Figure 2036a shows the historical view of ohmic contact developments in Si(silicon)-based ICs. Ideally, Al (aluminum) would be deposited directly onto Si with perfect interfaces between Al and Si as shown in Figure 2036a (a). Unfortunately, the Si migrates into the Al, resulting in voids formed in the Si as shown in Figure 2036a (b). The Al can subsequently migrate into the formed voids, inducing spiking as shown in Figure 2036a (c). The big spike leads to junction shorts between n+ and p layers. Because the solubility of Si in Al is small (e.g. 0. 5 wt% at 450 °C), low Si doping in Al (1 to 3 wt% Si) suppresses spike formation significantly. However, other problems can occur subsequently, for instance, Al-doped p+ Si can precipitate out or p+ Si epitaxial layer can be formed between the original Si surface and the Al film as shown in Figure 2036a (d). Note that here Al is a p-type of dopants in Si. Furthermore, a challenge is that the formation probability of such epitaxial films is higher for (100)- than for (111)-oriented Si substrates. This can be more severe problem when the contact is scaled further and thus it only contains one or few grains.
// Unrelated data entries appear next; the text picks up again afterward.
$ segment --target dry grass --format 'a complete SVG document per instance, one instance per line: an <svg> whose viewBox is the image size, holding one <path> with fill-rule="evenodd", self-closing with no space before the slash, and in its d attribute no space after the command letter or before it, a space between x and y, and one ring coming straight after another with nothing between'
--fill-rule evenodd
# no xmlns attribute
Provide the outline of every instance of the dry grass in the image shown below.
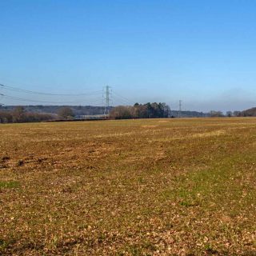
<svg viewBox="0 0 256 256"><path fill-rule="evenodd" d="M256 119L0 126L1 255L256 255Z"/></svg>

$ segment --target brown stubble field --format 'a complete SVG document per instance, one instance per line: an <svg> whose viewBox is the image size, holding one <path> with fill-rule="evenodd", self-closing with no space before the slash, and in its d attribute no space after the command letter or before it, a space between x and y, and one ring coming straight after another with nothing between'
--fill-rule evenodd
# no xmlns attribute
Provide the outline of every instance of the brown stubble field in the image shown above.
<svg viewBox="0 0 256 256"><path fill-rule="evenodd" d="M0 255L256 255L256 118L0 134Z"/></svg>

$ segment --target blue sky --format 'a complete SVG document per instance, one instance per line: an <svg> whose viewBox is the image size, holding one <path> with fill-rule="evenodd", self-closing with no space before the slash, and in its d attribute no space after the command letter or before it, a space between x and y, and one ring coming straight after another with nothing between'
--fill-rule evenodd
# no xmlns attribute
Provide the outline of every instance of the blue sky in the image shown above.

Note that titanium silicidation generates less silicon vacancies in the silicon substrate than by cobalt silicidation. [1]
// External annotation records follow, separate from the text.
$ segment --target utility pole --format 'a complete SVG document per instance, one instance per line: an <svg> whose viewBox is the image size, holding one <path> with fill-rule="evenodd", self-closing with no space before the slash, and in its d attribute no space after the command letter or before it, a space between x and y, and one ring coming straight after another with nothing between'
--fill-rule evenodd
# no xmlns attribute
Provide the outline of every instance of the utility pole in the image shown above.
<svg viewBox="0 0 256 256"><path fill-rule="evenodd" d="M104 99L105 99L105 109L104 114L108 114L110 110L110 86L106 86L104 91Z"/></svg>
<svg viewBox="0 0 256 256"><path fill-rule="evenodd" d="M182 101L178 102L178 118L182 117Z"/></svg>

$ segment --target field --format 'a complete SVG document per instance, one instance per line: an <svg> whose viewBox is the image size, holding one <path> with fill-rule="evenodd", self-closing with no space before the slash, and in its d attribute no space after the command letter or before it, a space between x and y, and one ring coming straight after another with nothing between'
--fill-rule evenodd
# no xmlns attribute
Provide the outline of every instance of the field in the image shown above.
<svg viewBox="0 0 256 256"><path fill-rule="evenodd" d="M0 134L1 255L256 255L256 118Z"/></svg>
Silicides were introduced to solve the precipitation problem. As shown in Figure 2036a (e), a silicide is formed by depositing a metal onto Si, followed by heating the sample. Here, the Al does not have to be doped with Si. However, the Al above the silicide can still migrate through the silicide along the grain boundaries of the silicide, resulting in formation of Al/Si contacts as shown in Figure 2036a (f). This migration can be enhanced by the high compressive stress in the Al induced by its high CTE than that of Si (CTEAl>> CTESi) at high temperatures. Recently, barrier layers are introduced to address the migration problem as shown in Figure 2036a (g). These barrier layers have the properties of low contact resistance, and good chemical, electrical, and mechanical stabilities.

Historical Development of Ohmic Contacts in Si-based ICs

Figure 2036a. Historical view of ohmic contact developments in Si-based ICs: (a) Al deposited directly onto Si; (b) Voids formed in Si; (c) Al spiking; (d) p+ Si formation; (e) Silicides; (f) Formation of Al/Si contacts; and (g) Barrier layer/silicide.

 

Figure 2036b shows the migration of silicide formation in semiconductor technology development.

Migration of silicide formation in semiconductor technology development

Figure 2036b. Migration of silicide formation in semiconductor technology development.

Refractory metal silicides such as TiSi2, WSi2, TaSi2, and MoSi2 have been widely applied in Si technology because of their low resistivity and high temperature stability. TiSi2 among those silicides shows the lowest electrical resistivity (~12.4 µΩ cm).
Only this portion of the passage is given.